Virulence Factors 
Streptococci elaborate several factors implicated in infection, including surface-exposed adhesins and secreted toxigenic proteins (reviewed in [7,14,24]).
The initial statistical analysis identified four differentially expressed virulence genes (Tables 1 and 2).
Genes encoding streptolysin O (slo or spy0167) and the SpeB protease (spy2039) were downregulated, while genes encoding pyrogenic exotoxin H (speH or spy1008) and a putative fibronectin-binding protein (spy0130) were upregulated.
We verified the differential expression of spy2039 and spy0130 by qRT-PCR.
The downregulation of virulence loci during presumably inappropriate stages of infection was not surprising.
Streptolysin O is a cytotoxin that damages human tissue and increases host cell cytotoxicity [7,25].
The resulting cellular damage, particularly to polymorphonuclear leukocytes [26], decreases internalization and subsequent intracellular killing of streptococci [27].
Based on its downregulation during adherence, we infer that slo was transcribed during pre-adherence associations, perhaps, as previously reported, to protect streptococci from phagocytic killing in vivo [27].
However, once adhered, our data suggest that streptococci downregulate production of this cytotoxin, presumably to prevent further host tissue destruction that could interfere with adherence.
SpeB (encoded by spy2039) is a multifunctional cysteine protease implicated in numerous infection strategies [28,29].
Although few studies have examined gene expression patterns during adherence, SpeB production (as detected by Western blot analysis) decreases during co-culture with human peripheral blood mononuclear cells [30] and in a mouse infection model [31].
When SpeB expression is limited, several streptococcal proteins necessary for adherence remain intact [24,32,33]; thus, decreased SpeB production (as indicated here) may promote pharyngeal cell attachment.
Furthermore, SpeB abolishes internalization (following adherence) of certain streptococcal strains by epithelial cells (including Detroit 562 cells), a process mediated in part by the fibronectin-binding protein F [34,35].
We observed significant upregulation of the gene spy0130, encoding a protein recently found to be associated with the production of surface-exposed pili on strain SF370 [36].

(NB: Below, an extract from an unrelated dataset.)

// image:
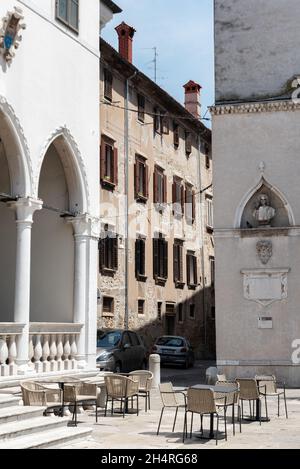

The protein shares 60% sequence similarity to protein F, suggesting that it may coordinate a similar internalization mechanism or may be involved directly in adherence (discussed later in detail).
SpeB downregulation also coincides with increased expression of pyrogenic exotoxins [33,37] that reportedly increase streptococcal survival in vivo.
We observed that the exotoxin-encoding speH gene [38] was upregulated.
Taken together, our results agree with previous reports on SpeB production during host cell interactions, suggesting that decreased expression may promote streptococcal adherence (by preventing proteolytic degradation of key virulence factors or adhesins), enhance internalization (perhaps through a fibronectin-mediated pathway), and increase survival (through increased pyrogenic exotoxin production, discussed below).